Desgrez considéra un instant le visage crispé d'Angélique et il eut un sourire mince.

– La méchanceté vous va bien. Quand je vous ai connue, vous étiez plutôt du genre émouvant – de celui qui attire la meute.

– Et vous, quand je vous ai connu, vous étiez du genre affable, gai, franc. Maintenant je suis parfois prête à vous haïr.

Elle lui darda au visage le rayon de ses yeux verts et grinça :

– Grimaut du diable !

Le policier se mit à rire d'un air amusé.

– Madame, on dirait, à vous entendre, que vous avez fréquenté la classe des argotiers.

Angélique haussa les épaules, se dirigea vers la cheminée et prit une bûche avec les pincettes pour se donner une contenance.

– Vous avez peur, n'est-ce pas ? reprit Desgrez de sa voix traînante de Parisien des faubourgs. Vous avez peur pour votre petit Poète-Crotté ? Cette fois, j'aime mieux vous en avertir : il ira jusqu'à la potence.

La jeune femme évita de répondre, bien qu'elle eût envie de crier : Jamais il n'ira à la potence ! On ne prend pas le poète du Pont-Neuf. Il s'envolera comme un maigre oiseau et ira se percher sur les tours de Notre-Dame.

Elle était dans un état d'exaltation qui lui tendait les nerfs à les briser. Elle tisonna le feu, gardant le visage penché vers la flamme. Elle avait au front une petite brûlure, causée, la nuit dernière, par une escarbille. Pourquoi Desgrez ne s'en allait-il pas ? Pourtant elle aimait qu'il fût là. Habitude ancienne, sans doute.

– Quel nom avez-vous dit ? s'écria-t-elle tout à coup. Du Plessis-Bellière ? Le marquis ?

– Vous voulez des titres maintenant ? Eh bien ! il s'agit en effet du marquis Du Plessis-Bellière, maréchal de camp du roi... Vous savez, le vainqueur de Norgen.

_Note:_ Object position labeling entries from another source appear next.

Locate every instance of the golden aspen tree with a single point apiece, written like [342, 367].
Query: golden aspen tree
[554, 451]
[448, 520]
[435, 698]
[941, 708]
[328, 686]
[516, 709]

– Philippe ! murmura Angélique.

Comment ne l'avait-elle pas reconnu quand il avait soulevé son masque et posé sur elle ce même regard d'un bleu froid qu'il posait jadis, si dédaigneusement, sur sa cousine en robe grise ? Philippe Du Plessis-Bellière ! Le château du Plessis lui apparut, posé comme un blanc nénuphar sur son étang...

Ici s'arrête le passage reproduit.